While in the process of scheduling the excavator and the plumber to come out and repair the mess, our cooling fans stopped working. It would turn out that pretty much everything electrical in the greenhouse stopped working, one of our two lines coming into the greenhouse was dead, no power. We still had a handful of outlets that worked and a few lights, but the entire cooling system was off. With no air movement the greenhouse rapidly warmed to well over 100 degrees, which made it impossible to work in. By the time the electricians got out all power to the greenhouse was out and most of the power to shop was out as well.
Thank God for workouts! This week looked like a lot of fun, more swim workouts, which I now actually look forward too, more time on the bike and some lifting. And because of a closed pool at their Y, MK and KB are coming to my Y to swim. My good feeling was gone when I walked into my Y on Monday to see a completely empty pool.

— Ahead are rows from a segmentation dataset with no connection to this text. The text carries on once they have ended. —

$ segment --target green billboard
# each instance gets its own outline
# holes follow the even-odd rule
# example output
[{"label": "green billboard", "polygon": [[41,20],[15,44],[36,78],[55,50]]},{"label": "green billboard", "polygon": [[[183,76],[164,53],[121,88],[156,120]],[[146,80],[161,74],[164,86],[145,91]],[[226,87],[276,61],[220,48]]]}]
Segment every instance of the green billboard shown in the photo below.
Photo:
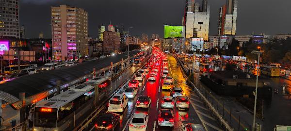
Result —
[{"label": "green billboard", "polygon": [[182,26],[164,26],[164,38],[184,37]]}]

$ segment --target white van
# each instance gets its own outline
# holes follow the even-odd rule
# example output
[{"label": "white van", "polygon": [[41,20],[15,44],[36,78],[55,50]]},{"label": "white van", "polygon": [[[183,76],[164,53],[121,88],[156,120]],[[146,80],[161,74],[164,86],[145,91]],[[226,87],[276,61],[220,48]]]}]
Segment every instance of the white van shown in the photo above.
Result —
[{"label": "white van", "polygon": [[56,63],[54,63],[54,65],[53,62],[46,63],[46,64],[45,64],[45,65],[44,66],[43,66],[42,69],[42,70],[51,70],[52,69],[52,67],[54,66],[55,67],[56,67],[56,66],[57,66]]},{"label": "white van", "polygon": [[109,100],[109,112],[122,113],[128,105],[129,99],[123,94],[116,94]]},{"label": "white van", "polygon": [[25,69],[21,70],[20,73],[28,73],[29,75],[35,74],[35,73],[36,73],[36,69],[35,69],[35,68],[25,68]]}]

Turns out my Y is also cleaning their pool, and so is every other Y in the general area! You’d think these guys would stagger these things!
The next major stressor would be the new position I have accepted at my regular 9-5 job. Overseeing a group of type A personalities is “challenging”, I also have considerably more responsibility now and am having a hard time getting everything done. I’m going in early, staying late and working through lunch just to keep my head above water.
I went to see doc this week with the hopes of getting released from “the boot” while it could be worse, it could be a cast, it is starting to get on my nerves, it’s big and clunky and it squeaks and I’m just tired of having it on. I tired really hard to hide my disappointment when he said I’d be in it for another month.
It had been a couple days since we had a major issue at the greenhouse, so it was no big shock that the roof needed repaired. We have been having issues on and off since we replaced the roof plastic. For one reason or another it slips loose from the wire that holds it in place.
To further complicate my life I have somehow injured my shoulder. This is not just the aches and pains that come from being active; this is real pain, like injury pain. I have no super cool story to go with this pain, which I feel is a rip off, if you’re going to have a body part that is non-functional there should at least be a cool story to go with it! But no, I’m not even sure how I’m managed to hurt myself this time and to be honest, I don’t really care. I was smart enough to skip my lifting today, but that too brings on more frustration. I really can't afford to skip workouts.
I’m tired of being hurt, I’m tired of being behind, I’m just tired. The little voice in my head that says I can do this has been completely lost in the voices of those who do not believe in me, those who have told me I’m stupid for doing this, that I am too old, too fat and have had too many injuries. I have no answer to the question of “why are you doing this?” So for tonight, I am done, I give up, I quit, I can take no more! Hopefully tomorrow will be better.